Firmalardan
Unilever’in tüm dünyadaki 600 tesisi çöplüğe katı atık göndermiyor!
Bu sayede dünya çapında 200 milyon avroluk bir maliyet tasarrufu ve yüzlerce kişiye iş imkânı da sağlayan Unilever’in Türkiye’deki tüm tesisleri ‘sıfır tehlikesiz katı atık’ statüsüne sahip bulunuyor.
Sürdürülebilir Yaşam Planı doğrultusunda küresel iş dünyasına ve sektörüne örnek olacak çalışmalara imza atan Unilever, bu kapsamda yeni bir başarıya daha ulaştı. Şirket, fabrikaları, depoları, dağıtım merkezleri ve ofisleri de dahil olmak üzere, 70 ülkede 600’ü aşkın tesiste katı atık alanlarına tehlikesiz atık göndermemeye başladı. Faaliyetlerinde ortaya çıkan çeşitli tehlikesiz atıkları tanımlayan Unilever, bu tesislerden çıkan atıkların geri kazanımı için alternatif yöntemler buldu.

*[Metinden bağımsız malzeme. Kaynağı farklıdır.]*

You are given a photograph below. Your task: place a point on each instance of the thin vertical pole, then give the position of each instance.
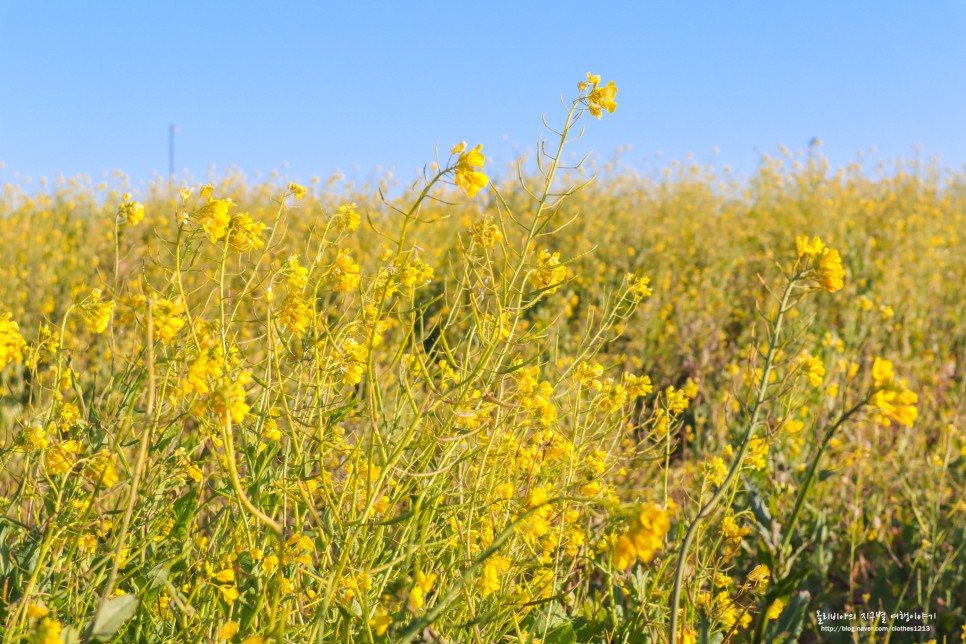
(171, 151)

Unilever, Sürdürülebilir Yaşam Planı hedefleri kapsamında 4R (Reducing [Azaltma] – Reusing [Tekrar kullanma] – Recycling [Geri dönüştürme) – Recovering [Geri kazanım] Stratejisini büyük bağlılıkla uyguluyor. Unilever’in bu stratejisi, fabrika atıklarının inşaat malzemelerine, personel kafeteryalarındaki gıda atıklarının komposta dönüştürülmesi gibi pek çok alternatif kullanımla yeni bir kaynak yaratılmasına dayanıyor. 4R Stratejisine göre, öncelikle tehlikeli olmayan atıkların azaltılması, daha sonra ise geri dönüşümü veya geri kazanılması sağlanıyor.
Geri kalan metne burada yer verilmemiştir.